O papel da mulher no futebol

Enviada em 14/05/2020

A música “Jogadeira”, de Cacau Fernandes, tornou símbolo de motivação para as garotas no Brasil que sonham se profissionalizar no futebol. Conquanto, apesar do relativo crescimento da modalidade no país nos últimos anos, o futebol feminino continua sendo desvalorizado pela maioria do público consumidor, o que dificulta o reconhecimento do papel da mulher dentro do esporte. Desse forma, pode-se pontuar dois fatores que corroboram para esse óbice: a manutenção do aspecto machista e pouca visibilidade no futebol feminino.

Convém salientar, a princípio, que a estigmatização machista dentro e fora das 4 linhas é fruto da herança colonial e de governos antigos. A exemplo disso, em 1941, o presidente Getúlio Vargas decretou uma lei que proibia a prática de futebol por mulheres, a qual vigorou até o final da década de 70. Esse fato lamentável, além de refletir o aspecto patriarcal da cultura brasileira, explica o atraso financeiro e estrutural da modalidade feminina encontrada hoje. Dessa maneira, é lastimável que tal conjuntura se perpetue para as novas gerações, devendo se transformar em um evento atrativo ao público e gerador de empregos no Brasil.

Ademais, por apresentar características técnicas e físicas diferentes do futebol masculino, a categoria feminina acaba por ser menos prestigiada no âmbito nacional e midiático. Assim, encontra-se no campeonato brasileiro de futebol para mulheres um grande disparidade quanto ao número de audiência e investimento publicitário em relação a modalidade masculina, principalmente quando comparada a série A masculina. Logo, é evidente que tal desigualdade precariza as condições de trabalho e salários para as jogadoras, as quais são forçadas a buscar outros empregos para sobreviver, dificultando, então, o desenvolvimento dessa categoria no país verde-amarelo.

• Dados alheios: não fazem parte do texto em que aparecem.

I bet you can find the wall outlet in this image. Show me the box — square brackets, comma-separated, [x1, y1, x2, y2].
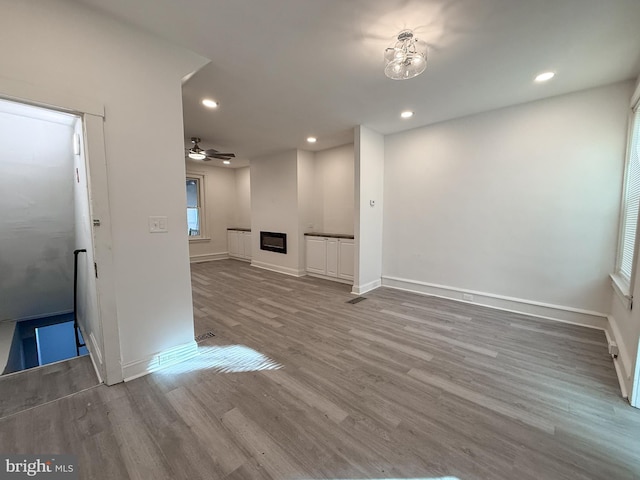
[149, 217, 169, 233]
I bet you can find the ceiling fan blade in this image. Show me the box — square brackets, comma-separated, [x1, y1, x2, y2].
[204, 148, 236, 157]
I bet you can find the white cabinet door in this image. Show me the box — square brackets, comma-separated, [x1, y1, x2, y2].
[327, 238, 338, 277]
[305, 236, 327, 275]
[338, 238, 355, 280]
[242, 232, 252, 260]
[227, 230, 240, 257]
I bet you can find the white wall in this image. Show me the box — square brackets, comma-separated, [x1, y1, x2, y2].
[383, 83, 631, 325]
[0, 0, 206, 377]
[250, 150, 303, 275]
[187, 161, 236, 261]
[234, 167, 251, 228]
[353, 125, 386, 294]
[314, 144, 354, 234]
[0, 101, 74, 320]
[72, 115, 106, 378]
[297, 150, 321, 269]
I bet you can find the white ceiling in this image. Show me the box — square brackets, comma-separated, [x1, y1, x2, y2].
[79, 0, 640, 165]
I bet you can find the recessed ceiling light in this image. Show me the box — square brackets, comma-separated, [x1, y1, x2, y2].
[202, 98, 218, 108]
[536, 72, 556, 82]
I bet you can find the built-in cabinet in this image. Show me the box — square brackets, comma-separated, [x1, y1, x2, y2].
[305, 234, 354, 283]
[227, 228, 251, 260]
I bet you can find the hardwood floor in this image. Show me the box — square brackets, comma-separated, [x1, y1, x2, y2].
[0, 260, 640, 480]
[0, 355, 99, 418]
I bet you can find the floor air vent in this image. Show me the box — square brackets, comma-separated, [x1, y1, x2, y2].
[347, 297, 367, 305]
[196, 332, 216, 342]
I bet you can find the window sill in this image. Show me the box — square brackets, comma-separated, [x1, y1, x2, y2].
[609, 273, 632, 310]
[189, 237, 211, 243]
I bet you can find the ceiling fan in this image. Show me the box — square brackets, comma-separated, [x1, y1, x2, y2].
[187, 137, 235, 162]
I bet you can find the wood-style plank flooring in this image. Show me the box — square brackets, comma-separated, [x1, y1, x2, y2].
[0, 355, 100, 418]
[0, 260, 640, 480]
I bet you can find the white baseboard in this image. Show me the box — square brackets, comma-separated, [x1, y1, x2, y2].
[351, 279, 383, 295]
[229, 255, 251, 263]
[122, 340, 198, 382]
[305, 271, 353, 285]
[382, 276, 608, 330]
[605, 315, 633, 397]
[251, 260, 307, 277]
[189, 252, 229, 263]
[604, 324, 629, 398]
[86, 329, 103, 383]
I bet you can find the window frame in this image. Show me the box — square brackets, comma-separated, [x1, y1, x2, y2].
[611, 104, 640, 309]
[185, 171, 210, 242]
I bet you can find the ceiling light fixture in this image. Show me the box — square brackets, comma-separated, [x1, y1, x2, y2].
[384, 30, 427, 80]
[536, 72, 556, 83]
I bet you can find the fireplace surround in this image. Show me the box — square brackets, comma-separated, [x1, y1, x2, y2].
[260, 232, 287, 254]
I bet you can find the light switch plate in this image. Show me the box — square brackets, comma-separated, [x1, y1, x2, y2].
[149, 217, 169, 233]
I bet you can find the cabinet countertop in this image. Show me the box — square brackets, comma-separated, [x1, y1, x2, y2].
[304, 232, 353, 240]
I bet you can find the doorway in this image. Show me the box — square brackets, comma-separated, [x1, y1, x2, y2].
[0, 99, 95, 374]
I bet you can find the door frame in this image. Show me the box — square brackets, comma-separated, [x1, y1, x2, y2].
[0, 77, 123, 385]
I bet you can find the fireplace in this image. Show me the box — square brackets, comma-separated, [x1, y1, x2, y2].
[260, 232, 287, 254]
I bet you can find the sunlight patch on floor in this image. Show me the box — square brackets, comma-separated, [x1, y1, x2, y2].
[160, 345, 282, 375]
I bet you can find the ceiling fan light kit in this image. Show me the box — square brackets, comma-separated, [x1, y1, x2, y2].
[187, 137, 236, 165]
[384, 30, 427, 80]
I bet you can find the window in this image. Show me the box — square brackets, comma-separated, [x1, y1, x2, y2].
[616, 104, 640, 295]
[186, 173, 205, 240]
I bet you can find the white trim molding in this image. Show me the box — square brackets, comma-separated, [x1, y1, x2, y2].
[122, 340, 198, 382]
[250, 257, 306, 277]
[86, 327, 104, 383]
[305, 272, 353, 285]
[382, 276, 608, 330]
[605, 315, 633, 397]
[351, 279, 383, 295]
[604, 329, 629, 399]
[189, 252, 229, 263]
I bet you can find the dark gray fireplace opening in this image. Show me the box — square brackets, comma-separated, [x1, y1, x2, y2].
[260, 232, 287, 254]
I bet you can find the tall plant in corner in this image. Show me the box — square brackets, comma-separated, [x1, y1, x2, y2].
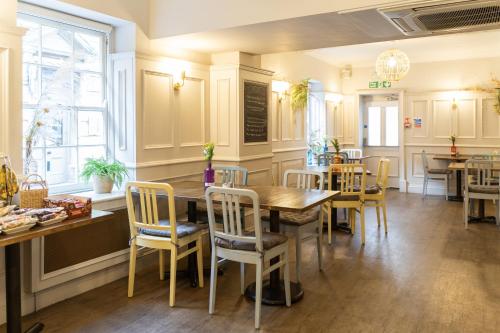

Portanto, cabe, primeiramente, ao público consumidor olhar para modalidade feminina sob outra óptica, a fim de valorizar e participar de jogos que ocorrem na cidade. Além disso, as Prefeituras Municipais devem tornar esse evento mais atrativo para as famílias, por meio da contratação de food truck e bandas para o entretenimento em locais públicos, cujo o fito seja aumentar a presença da torcida no estádios e criar espaço para a negociação de novos patrocinadores, o que seria fundamental para a estruturação e o crescimento do futebol feminino no país.